Department of Imaging, Dana Farber Cancer Institute, Harvard Medical School, USA; Department of Radiology, Brigham and Women's Hospital, Harvard Medical School, Boston, MA, USA.
Department of Imaging, Dana Farber Cancer Institute, Harvard Medical School, USA; Department of Radiology, Brigham and Women's Hospital, Harvard Medical School, Boston, MA, USA.
Clin Radiol. 2014 Feb;69(2):e100-7. doi: 10.1016/j.crad.2013.09.020. Epub 2013 Nov 28.
To study the clinical and multidetector computed tomography (MDCT) features of tumour-bowel fistula (TBF).
Fifty-one patients (27 women; mean age 57.4 years, range 30-77years) with TBF presenting to our institution between January 2005 and February 2012 were identified retrospectively from the radiology database. MDCT images before, at, and subsequent to diagnosis of TBF were reviewed by three radiologists in consensus; clinical presentation, management, and outcome were documented from electronic medical records.

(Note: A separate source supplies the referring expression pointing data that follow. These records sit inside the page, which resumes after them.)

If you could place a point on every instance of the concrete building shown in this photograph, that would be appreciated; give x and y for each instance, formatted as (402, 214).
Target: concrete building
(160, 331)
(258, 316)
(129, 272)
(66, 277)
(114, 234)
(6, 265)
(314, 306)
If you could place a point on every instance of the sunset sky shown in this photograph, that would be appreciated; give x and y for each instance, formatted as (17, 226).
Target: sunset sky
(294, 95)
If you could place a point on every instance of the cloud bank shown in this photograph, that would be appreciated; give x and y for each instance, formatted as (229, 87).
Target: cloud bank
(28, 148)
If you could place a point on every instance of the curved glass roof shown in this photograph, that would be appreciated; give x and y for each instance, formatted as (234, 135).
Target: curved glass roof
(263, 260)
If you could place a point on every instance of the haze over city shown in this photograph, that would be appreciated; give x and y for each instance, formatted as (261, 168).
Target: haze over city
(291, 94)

Of 51 patients, small bowel (n = 22) was the most common site with gastrointestinal stromal tumour (GIST) being the most common sarcoma subtype (n = 10). TBF was treatment-associated (TTBF) in 40 patients [78%; 22 of whom had received molecular targeted therapy (MTT)], and spontaneous (STBF) in 11 patients (22%). Thirty-one patients (61%) were symptomatic at the time of TBF detection. TTBF was more often asymptomatic (19/40 versus 1/11; Fisher's exact test p = 0.03). In the TTBF group, 16 had a partial response, seven had stable disease, and 17 had progressive disease. Treatment was discontinued or changed to an alternative regimen in 27/40 patients, and 13/40 patients continued with the same regimen. TBF persisted in 27/33 patients (82%) who underwent CT follow-up. Thirty-one of the 51 patients were deceased at the time of analysis. Time from diagnosis of TBF to death was shorter with STBF (1.8 months) than with TTBF (6.4 months).

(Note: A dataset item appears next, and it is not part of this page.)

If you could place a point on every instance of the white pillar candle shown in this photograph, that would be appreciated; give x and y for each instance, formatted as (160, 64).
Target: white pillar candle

TBF is often associated with MTT and can be seen with treatment response or progression. TTBF is more frequently asymptomatic. TBF is usually managed conservatively by discontinuing treatment, but often persists on CT follow-up.
研究肿瘤-肠道瘘(TBF)的临床和多排螺旋 CT(MDCT)特征。
回顾性分析 2005 年 1 月至 2012 年 2 月期间在我院就诊的 51 例 TBF 患者(27 例女性;平均年龄 57.4 岁,范围 30-77 岁)的资料,从放射学数据库中检索出这些患者的 MDCT 图像,由 3 名放射科医生进行共识评估;从电子病历中记录患者的临床表现、治疗和转归。
51 例患者中,小肠(n=22)是最常见的部位,胃肠道间质瘤(GIST)是最常见的肉瘤亚型(n=10)。40 例患者为治疗相关性 TBF(TTBF)[其中 22 例接受了分子靶向治疗(MTT)],11 例为自发性 TBF(STBF)。31 例(61%)患者在 TBF 检测时出现症状。TTBF 更常无症状(19/40 例比 1/11 例;Fisher 确切检验,p=0.03)。在 TTBF 组中,16 例患者有部分缓解,7 例患者病情稳定,17 例患者病情进展。27/40 例患者停止或改变治疗方案,13/40 例患者继续使用原方案。33 例接受 CT 随访的患者中有 27 例(82%)TBF 持续存在。分析时 51 例患者中有 31 例死亡。STBF 患者从 TBF 诊断到死亡的时间(1.8 个月)短于 TTBF 患者(6.4 个月)。
TBF 常与 MTT 相关,可在治疗反应或进展时出现。TTBF 更常无症状。TBF 通常通过停止治疗进行保守治疗,但在 CT 随访中常持续存在。